“And failed,” Mrs. Wilbur interrupted sombrely.
“Having tried that so-called moral existence,” Erard’s voice was domineeringly emphatic, as if drilling a refractory pupil, “and found it incomplete, you will never have doubts about the other occupation of cultivating and enjoying your wits.”
Thus she had enrolled herself under his banner. There need be no further talk about the matter. They sauntered away from the Holbein room into the Long Gallery. In the dim distance where the perspective lines of the picture-covered walls converge, the usual conglomerate public was passing to and fro. A party of Americans was being “put through the Louvre in three hours.” As Erard and his companion skirted the huddling mob of apathetic men and disturbed women, they could hear the cicerone shouting: “Ladies and shentlemen, this is a Teetian, one of the ten greatest pictures in the world. It is valued at one hundred fifty tousand dollar.” Thereupon the mob swayed, from the common impulse to look in one direction; then the voice of the conductor shouted again: “This is by Rubens, the great Flemish painter; the third lady at the right is a picture of his wife.” The bit of personality seemed also to arouse the languor of the herd; but in a moment the set look of vacant wonder settled over the faces once more.
“Thus,” commented Erard, “the run of the world take life. They hear a collection of names and a piece of gossip; and they look and pass on.”
Mrs. Wilbur thought that something might be said on the other side, at least for the intermediate people, but she accepted easily once more Erard’s oracular position. He had not forced her to join the connoisseurs of life; indeed, four years ago, he had advised her to become one of the herd.

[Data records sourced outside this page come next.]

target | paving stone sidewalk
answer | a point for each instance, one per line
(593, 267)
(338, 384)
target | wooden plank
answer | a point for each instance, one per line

They looked casually at one or two more pictures, Erard, to his disciple’s surprise, delivering new opinions quite contrary to those she had imbibed four years ago. All his criticism tended now towards psychology; it was a process of explaining why the human animal enjoyed, not a means of making him enjoy more completely with sympathetic enthusiasm. She reflected that Erard had been writing and publishing and had theories to maintain. In a general way she felt that he was less the artist, the sympathizer and creator, and more the pedant. He laughed at her tremulous excitement over pictures, and in a few minutes the ecstasy she had felt more or less ever since that first morning by the Arno evaporated. She saw that her talk was gush, and was ashamed. He made her feel that fine-art was only a wonderful trick, like the conjurer’s devices, to be cleverly detected and classified. He pawed a picture, figuratively, as M. Berthelot might paw a human animal in measuring its abnormality.
“Well,” he said at last, “it must be time for déjeuner. I have to look over some pictures at three. I have a commission to execute for a Chicago family. Don’t you want to see some fine Monets?”
She felt humiliated in his eyes when she said, “Yes, but I can’t ask you to lunch with me. I am alone at my hotel.”
He shot a quick glance at her. She hadn’t sloughed off the small prejudices yet. “We can go to a restaurant on the rue de Rivoli—that will be on the way.”
As they left the Salon Carré he pointed out a Frenchwoman who was passing on the arm of an elderly man. “That is the famous Claire Desmond. She was for years Dampière’s mistress. He picked her up in Brittany and used her as his model until she grew to be impossible. She is a character in the Quartier.” He went on to relate one or two anecdotes of the picturesque Claire.